Bien que le mot « chaman » soit d’origine toungouse de Sibérie, il a pris un sens général au fil du temps. Le « chamanisme » se réfère à des rituels trouvés là où les traditions animistes offrent une vision particulière et une compréhension du monde, de l’Asie à l’Amérique, des Aborigènes aux Inuits. En tant qu’émissaire entre le monde des humains et celui des esprits de la nature et en tant que gardien d’un secret culturel, le chaman est à la fois prédicteur, conseiller et guérisseur. À l’instar des artefacts, des ornements et des rituels qu’il crée, il incarne en quelque sorte un précurseur ou un alter ego de l’artiste.

Outre les véritables artistes chamanes comme Pablo Amaringo du Pérou (1938-2009) et certains artistes Yanomami souvent mis en avant par la Fondation Cartier, de grandes figures de l’art contemporain ayant fait l’expérience des pratiques chamaniques ont incorporé ces expériences dans leur œuvre. C’est le cas de Joseph Beuys (1921-1986), un Allemand connu pour son chapeau de feutre indéfectible. Beuys racontait que lors de la Seconde Guerre mondiale, suite à l’abattage de son avion en Crimée enneigée sur le front russe, il avait été sauvé par des nomades tatars qui l’avaient nourri de miel, enveloppé dans de la graisse animale et des couvertures de feutre pour le ranimer.

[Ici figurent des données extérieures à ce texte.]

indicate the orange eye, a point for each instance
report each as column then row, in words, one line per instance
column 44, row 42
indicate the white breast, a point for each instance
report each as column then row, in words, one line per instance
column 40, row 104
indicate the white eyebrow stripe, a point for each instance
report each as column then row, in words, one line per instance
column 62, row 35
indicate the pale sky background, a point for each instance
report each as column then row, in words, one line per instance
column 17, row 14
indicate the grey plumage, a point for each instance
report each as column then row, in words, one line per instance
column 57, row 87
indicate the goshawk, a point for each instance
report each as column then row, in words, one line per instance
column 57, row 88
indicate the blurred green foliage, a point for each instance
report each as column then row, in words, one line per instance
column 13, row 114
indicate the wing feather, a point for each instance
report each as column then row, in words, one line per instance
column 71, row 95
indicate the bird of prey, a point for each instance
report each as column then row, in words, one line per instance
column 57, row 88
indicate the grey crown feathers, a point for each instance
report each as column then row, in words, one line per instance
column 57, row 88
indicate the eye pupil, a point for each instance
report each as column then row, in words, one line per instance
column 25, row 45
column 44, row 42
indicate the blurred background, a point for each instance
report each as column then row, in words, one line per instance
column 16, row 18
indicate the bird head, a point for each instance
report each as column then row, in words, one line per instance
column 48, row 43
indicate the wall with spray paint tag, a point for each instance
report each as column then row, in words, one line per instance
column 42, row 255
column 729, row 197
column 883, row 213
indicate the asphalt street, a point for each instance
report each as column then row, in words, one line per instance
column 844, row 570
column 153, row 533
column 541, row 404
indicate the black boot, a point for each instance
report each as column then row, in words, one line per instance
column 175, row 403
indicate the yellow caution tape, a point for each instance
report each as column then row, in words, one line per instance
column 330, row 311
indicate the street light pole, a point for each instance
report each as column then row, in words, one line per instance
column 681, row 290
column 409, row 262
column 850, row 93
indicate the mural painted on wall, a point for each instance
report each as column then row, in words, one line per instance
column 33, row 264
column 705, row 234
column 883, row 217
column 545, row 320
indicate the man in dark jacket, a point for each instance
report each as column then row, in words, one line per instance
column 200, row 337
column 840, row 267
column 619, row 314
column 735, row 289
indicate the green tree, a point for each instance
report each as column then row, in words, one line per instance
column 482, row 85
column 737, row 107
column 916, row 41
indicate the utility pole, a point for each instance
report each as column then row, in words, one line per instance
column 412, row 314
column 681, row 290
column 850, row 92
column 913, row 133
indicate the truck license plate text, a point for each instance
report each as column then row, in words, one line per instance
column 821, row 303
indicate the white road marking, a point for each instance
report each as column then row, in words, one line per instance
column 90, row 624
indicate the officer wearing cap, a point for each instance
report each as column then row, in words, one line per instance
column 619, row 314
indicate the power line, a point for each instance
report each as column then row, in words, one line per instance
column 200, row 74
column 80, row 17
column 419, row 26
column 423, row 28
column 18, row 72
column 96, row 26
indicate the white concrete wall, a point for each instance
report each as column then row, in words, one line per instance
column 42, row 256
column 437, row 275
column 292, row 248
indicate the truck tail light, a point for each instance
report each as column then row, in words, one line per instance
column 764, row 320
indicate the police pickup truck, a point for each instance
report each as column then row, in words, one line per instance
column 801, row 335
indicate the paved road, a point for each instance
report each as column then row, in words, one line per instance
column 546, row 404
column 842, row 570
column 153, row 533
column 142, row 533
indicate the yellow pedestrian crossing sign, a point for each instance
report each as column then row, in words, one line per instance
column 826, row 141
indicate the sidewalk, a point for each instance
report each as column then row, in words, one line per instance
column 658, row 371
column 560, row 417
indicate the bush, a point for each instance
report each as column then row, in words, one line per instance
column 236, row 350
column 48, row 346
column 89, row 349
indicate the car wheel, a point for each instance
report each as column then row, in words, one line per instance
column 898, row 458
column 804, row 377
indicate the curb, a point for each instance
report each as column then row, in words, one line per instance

Cette histoire de décès et de rédemption du jeune soldat de la Luftwaffe, autrefois soutenu par l’enthousiasme des Jeunesses hitlériennes, lui a permis de renaître symboliquement. Le feutre, la graisse et le miel, symboles de protection, de guérison et de transformation, deviendront l’essence de son langage artistique. Ses performances comportaient également des éléments chamaniques, comme la célèbre « I Like America and America Likes Me » de 1974, où il a passé trois jours dans une galerie new-yorkaise avec un coyote, animal sauvage respecté par les Indiens et exterminé par les colons. L’homme et l’animal ont partagé l’espace de la galerie dans un acte qui ressemblait à un rite cathartique des États-Unis, alors en pleine guerre du Vietnam.